Previously, Clinton said she would restore the tax on dead rich folks to its 2009 levels, pushing up the rate from 40 percent to 45 percent, and making it kick in for estates worth at least $3.5 million (today, it only hits those valued at $5.45 million or more). But, no longer. Instead, she’s borrowed a page from her formal primary rival, and now proposes turning the levy into a progressive tax—meaning it will take a bigger bite out of wealthier estates—with a top rate of 65 percent. The last time the estate tax hit that level was in 1982, though back then it also kicked in on smaller inheritances.

Beyond all that, Clinton has said she would largely do away with the step-up in basis at death, a rule that allows lucky heirs to avoid paying capital gains taxes that, say, their parents or uncle or other rich benefactor would have owed had they sold their stock before passing away.

In the end, the committee expects these measures to raise about $225 billion over 10 years.

Of course, none of this will pass Congress so long as Republicans control at least one half of it. I mean, House Speaker Paul Ryan wants to eliminate the estate tax altogether. So does Donald Trump, for that matter. But politically, this feels significant. Conservatives have fought a long battle to brand the estate tax as a morally abhorrent “death tax,” and in the process they’ve convinced a lot of Americans who would never, ever, ever come close to being bitten by the thing that it should nonetheless be slashed.
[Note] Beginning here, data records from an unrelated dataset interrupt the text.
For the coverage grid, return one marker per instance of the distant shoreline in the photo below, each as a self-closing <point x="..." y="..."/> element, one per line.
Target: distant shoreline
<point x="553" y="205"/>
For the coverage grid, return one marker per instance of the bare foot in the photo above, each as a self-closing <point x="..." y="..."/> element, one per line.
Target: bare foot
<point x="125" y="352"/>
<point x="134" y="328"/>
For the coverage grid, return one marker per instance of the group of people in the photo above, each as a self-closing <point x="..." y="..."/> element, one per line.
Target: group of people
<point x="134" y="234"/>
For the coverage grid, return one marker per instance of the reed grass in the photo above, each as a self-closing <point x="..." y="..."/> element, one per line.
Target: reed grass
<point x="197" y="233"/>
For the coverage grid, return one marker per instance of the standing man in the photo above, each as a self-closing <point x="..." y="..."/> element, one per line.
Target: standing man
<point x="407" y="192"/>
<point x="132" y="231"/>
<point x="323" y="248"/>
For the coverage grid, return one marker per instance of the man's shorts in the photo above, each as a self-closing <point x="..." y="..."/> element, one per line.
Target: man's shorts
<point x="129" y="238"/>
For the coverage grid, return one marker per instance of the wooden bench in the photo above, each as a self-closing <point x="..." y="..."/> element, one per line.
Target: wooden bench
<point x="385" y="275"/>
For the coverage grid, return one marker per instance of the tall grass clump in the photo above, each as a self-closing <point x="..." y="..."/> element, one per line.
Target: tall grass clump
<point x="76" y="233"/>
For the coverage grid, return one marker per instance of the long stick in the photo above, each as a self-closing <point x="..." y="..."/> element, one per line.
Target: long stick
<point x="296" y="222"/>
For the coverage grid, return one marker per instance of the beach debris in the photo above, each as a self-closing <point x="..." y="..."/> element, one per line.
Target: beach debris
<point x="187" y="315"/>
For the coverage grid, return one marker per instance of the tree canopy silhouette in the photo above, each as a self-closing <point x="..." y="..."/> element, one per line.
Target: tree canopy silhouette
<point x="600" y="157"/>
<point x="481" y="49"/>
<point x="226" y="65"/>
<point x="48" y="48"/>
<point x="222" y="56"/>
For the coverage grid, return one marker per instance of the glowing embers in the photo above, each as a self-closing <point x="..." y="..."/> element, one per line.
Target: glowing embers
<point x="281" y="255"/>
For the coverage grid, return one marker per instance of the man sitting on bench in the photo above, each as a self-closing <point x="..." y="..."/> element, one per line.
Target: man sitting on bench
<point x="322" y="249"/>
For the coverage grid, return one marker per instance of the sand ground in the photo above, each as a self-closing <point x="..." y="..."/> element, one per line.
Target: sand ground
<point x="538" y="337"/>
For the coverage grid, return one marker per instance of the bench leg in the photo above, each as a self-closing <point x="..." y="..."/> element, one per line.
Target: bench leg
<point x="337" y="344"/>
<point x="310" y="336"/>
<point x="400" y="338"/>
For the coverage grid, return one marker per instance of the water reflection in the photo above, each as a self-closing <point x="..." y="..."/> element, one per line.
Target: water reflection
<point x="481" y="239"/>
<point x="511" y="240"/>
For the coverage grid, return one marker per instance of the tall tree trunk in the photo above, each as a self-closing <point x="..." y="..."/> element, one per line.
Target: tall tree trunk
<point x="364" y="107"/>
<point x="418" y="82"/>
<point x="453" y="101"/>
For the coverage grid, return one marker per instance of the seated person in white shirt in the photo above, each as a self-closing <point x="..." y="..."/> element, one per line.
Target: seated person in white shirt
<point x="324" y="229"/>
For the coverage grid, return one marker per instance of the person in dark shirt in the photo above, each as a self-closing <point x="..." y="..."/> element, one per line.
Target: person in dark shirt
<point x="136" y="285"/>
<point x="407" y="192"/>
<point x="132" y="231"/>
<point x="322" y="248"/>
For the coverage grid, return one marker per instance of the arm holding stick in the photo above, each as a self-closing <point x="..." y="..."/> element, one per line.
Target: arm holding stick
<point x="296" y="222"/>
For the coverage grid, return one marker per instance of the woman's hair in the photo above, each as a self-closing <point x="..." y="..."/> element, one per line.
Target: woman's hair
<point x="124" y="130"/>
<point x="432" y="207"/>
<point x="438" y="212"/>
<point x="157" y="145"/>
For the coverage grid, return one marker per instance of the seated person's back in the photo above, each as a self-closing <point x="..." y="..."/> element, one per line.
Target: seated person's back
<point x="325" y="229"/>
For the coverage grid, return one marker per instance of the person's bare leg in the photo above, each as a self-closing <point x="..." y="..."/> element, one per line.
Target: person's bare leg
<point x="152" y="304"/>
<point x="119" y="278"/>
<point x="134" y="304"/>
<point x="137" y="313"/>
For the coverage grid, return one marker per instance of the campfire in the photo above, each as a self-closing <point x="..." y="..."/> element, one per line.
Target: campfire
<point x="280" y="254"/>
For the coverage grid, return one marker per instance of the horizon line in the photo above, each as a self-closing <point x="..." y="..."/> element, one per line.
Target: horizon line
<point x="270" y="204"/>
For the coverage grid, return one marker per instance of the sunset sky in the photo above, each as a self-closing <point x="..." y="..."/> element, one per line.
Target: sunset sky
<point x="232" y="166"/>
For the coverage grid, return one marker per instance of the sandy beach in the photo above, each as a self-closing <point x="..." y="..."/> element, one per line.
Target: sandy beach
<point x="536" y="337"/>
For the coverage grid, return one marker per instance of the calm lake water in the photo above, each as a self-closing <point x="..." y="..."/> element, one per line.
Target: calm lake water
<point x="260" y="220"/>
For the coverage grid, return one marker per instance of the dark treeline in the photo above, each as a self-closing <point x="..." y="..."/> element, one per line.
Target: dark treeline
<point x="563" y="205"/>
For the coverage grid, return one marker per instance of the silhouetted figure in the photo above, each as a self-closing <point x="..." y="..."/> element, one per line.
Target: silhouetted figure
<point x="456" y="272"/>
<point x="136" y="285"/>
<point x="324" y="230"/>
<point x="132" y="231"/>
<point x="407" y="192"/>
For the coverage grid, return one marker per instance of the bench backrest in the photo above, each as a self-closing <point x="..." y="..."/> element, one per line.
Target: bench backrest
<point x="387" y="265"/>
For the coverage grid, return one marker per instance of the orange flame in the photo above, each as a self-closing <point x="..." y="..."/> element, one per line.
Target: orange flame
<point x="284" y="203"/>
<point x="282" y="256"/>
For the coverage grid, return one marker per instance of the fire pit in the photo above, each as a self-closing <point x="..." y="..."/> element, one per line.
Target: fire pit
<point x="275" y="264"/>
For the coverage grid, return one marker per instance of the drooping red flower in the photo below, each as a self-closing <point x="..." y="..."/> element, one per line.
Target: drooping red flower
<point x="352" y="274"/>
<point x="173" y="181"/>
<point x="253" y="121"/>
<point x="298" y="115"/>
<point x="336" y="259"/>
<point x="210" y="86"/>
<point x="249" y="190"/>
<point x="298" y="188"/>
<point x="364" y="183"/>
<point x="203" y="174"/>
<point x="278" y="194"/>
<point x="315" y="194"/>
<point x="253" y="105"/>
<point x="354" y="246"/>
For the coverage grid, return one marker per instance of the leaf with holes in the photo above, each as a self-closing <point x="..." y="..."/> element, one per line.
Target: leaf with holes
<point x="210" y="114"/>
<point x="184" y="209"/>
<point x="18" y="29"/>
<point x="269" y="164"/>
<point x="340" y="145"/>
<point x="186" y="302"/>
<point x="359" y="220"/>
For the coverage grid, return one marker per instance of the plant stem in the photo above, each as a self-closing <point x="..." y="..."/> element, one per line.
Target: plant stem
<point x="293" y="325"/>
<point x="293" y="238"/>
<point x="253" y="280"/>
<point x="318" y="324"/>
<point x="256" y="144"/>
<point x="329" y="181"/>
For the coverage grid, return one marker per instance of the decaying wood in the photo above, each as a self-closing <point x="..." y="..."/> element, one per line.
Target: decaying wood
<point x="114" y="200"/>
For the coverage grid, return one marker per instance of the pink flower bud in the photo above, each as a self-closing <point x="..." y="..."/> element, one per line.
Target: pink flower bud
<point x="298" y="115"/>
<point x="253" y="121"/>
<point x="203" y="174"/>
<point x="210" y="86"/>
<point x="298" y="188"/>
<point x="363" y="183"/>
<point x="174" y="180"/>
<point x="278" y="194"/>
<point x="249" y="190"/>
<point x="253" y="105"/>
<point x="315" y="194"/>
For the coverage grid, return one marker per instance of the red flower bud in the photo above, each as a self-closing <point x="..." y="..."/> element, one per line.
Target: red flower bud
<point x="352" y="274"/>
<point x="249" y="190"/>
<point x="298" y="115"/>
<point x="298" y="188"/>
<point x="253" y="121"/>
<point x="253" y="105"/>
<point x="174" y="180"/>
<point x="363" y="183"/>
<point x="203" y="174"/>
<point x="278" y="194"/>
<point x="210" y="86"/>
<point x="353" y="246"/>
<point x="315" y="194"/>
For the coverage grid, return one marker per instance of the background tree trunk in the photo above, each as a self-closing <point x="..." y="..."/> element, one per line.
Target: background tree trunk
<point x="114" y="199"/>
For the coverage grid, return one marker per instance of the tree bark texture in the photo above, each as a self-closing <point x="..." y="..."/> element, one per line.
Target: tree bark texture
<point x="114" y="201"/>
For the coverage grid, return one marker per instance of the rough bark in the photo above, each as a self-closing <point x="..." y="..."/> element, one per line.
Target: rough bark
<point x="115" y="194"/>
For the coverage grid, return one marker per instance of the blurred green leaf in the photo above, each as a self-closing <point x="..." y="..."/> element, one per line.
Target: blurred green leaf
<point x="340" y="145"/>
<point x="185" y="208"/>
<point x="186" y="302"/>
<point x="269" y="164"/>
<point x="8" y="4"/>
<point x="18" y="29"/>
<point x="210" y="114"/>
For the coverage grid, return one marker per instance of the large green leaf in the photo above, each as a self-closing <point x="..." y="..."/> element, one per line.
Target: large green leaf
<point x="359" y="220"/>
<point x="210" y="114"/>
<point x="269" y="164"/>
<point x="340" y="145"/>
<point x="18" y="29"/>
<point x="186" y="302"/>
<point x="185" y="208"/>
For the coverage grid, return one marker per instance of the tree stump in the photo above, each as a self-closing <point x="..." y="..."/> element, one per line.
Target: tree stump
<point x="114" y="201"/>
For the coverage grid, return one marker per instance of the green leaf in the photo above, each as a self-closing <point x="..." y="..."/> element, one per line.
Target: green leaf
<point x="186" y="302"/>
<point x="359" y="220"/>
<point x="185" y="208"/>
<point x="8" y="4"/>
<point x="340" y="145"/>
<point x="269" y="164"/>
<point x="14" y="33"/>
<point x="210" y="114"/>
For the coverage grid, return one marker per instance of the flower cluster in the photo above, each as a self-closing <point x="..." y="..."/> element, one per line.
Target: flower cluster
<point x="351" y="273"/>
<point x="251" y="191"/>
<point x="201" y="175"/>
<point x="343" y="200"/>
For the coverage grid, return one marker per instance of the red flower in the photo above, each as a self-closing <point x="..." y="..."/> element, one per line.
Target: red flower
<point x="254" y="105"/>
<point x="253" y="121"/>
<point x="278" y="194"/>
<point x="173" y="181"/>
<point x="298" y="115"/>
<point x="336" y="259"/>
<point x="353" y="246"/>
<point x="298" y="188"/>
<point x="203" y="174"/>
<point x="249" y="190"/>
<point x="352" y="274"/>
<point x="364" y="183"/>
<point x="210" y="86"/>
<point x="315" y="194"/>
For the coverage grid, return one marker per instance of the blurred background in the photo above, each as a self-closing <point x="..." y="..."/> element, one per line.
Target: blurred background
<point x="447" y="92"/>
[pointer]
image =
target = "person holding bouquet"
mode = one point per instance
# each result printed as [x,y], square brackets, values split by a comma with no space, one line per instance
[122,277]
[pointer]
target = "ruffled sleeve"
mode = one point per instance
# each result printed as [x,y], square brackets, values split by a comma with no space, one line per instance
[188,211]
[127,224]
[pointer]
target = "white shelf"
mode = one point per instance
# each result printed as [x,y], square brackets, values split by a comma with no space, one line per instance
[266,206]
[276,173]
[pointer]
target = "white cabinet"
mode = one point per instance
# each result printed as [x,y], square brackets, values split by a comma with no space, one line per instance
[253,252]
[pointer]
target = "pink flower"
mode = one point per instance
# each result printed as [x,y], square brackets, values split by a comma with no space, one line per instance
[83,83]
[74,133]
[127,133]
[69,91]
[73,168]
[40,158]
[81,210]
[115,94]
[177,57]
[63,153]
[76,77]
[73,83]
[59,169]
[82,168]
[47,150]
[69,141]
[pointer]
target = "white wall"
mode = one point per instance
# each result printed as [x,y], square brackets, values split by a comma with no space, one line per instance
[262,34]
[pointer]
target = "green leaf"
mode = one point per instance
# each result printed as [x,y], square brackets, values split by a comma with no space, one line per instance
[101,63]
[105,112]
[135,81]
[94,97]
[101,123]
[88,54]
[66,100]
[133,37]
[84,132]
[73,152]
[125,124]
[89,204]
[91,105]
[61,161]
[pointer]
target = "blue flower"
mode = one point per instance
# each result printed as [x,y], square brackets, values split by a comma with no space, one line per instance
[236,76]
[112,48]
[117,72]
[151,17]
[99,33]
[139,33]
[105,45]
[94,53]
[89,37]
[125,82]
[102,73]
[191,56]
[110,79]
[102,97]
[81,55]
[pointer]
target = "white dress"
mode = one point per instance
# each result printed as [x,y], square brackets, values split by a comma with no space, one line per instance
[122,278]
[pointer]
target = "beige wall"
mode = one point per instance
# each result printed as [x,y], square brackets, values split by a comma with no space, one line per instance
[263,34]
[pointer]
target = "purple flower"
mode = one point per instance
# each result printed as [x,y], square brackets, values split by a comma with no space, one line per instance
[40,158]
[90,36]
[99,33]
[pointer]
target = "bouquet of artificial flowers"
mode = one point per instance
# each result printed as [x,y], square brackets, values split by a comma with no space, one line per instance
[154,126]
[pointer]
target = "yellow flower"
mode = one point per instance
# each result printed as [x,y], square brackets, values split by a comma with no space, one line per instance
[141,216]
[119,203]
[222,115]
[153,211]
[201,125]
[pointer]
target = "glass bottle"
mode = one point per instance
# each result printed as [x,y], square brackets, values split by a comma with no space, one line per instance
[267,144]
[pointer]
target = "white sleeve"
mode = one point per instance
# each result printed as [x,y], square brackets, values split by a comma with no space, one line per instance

Clinton is effectively saying that mainstream Democrats aren’t afraid to fight this battle and push for bigger taxes on exorbitantly large intergenerational transfers of wealth. If they ever get control of both Capitol Hill and the presidency again, they might just drink this kid’s milkshake—er, jeroboam of Dom.

Update, Sept. 22, 2016, at 3:15 pm: The CFRB’s graph contained an error that it has since corrected. The original showed Clinton’s top estate tax rate kicking in at $500 million, rather than at $1 billion. I’ve swapped in the fixed chart, but no text in this article has been changed.

*Correction, Sept. 22, 2016: The headline on this article that appears in Google searches and browser tabs originally stated that Clinton’s estate tax hike would be larger than Sanders’ version. It will not be.